Jetzt ist es mal wieder soweit, und das neue Programm wartet mit drei neuen Lyriktiteln auf, die tatsächlich jeder für sich sehr lesenswert sind. Darum erscheint an dieser Stelle eine Dreifachrezension.

Ich bin dieses lose Gerät. Siehst du mich schreiben?

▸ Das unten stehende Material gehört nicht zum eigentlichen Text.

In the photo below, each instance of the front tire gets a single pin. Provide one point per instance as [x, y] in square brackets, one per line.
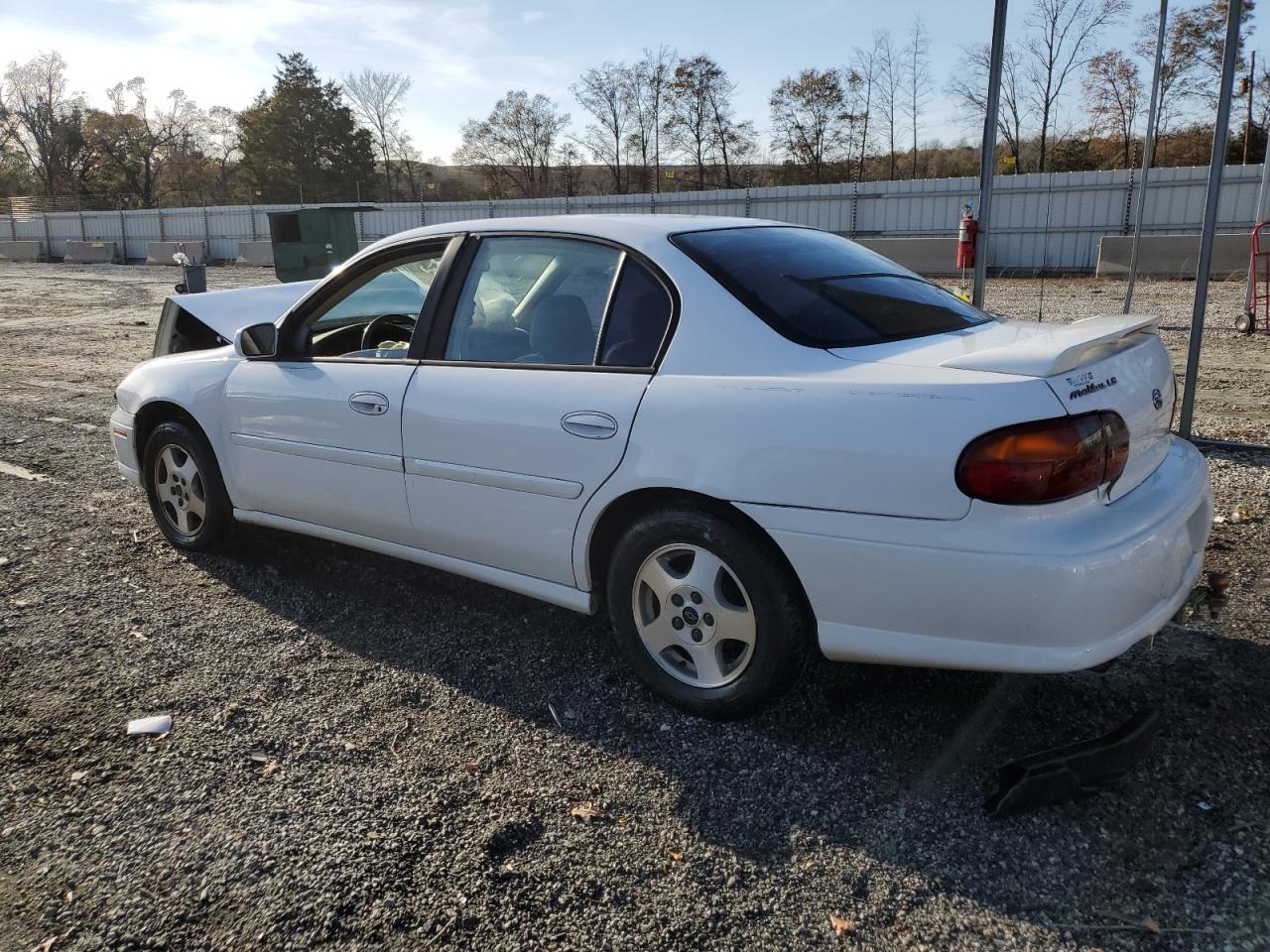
[185, 488]
[707, 615]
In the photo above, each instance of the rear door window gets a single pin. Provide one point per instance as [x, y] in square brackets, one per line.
[825, 291]
[638, 318]
[534, 299]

Los geht es mit Christiane Heidrich, 1995 geboren, die mit Spliss ihr Debüt vorlegt. Gedichte von ihr konnte man in der Edit lesen und in der von Max Wallenhorst für CHANGE kuratierten Reihe Sexting. Es sind kühle, sorgsam gebaute Texte, die die junge Lyrikerin, die in bildender Kunst und Sprachkunst gleichermaßen zuhause ist, hier baut und zu insgesamt acht Zyklen ordnet. Sie tragen Titel wie „dinge rücken“, „Today I am functional“ oder auch „Water Lilies“ heißen und entwickeln eine ganz eigene, elegante Schönheit.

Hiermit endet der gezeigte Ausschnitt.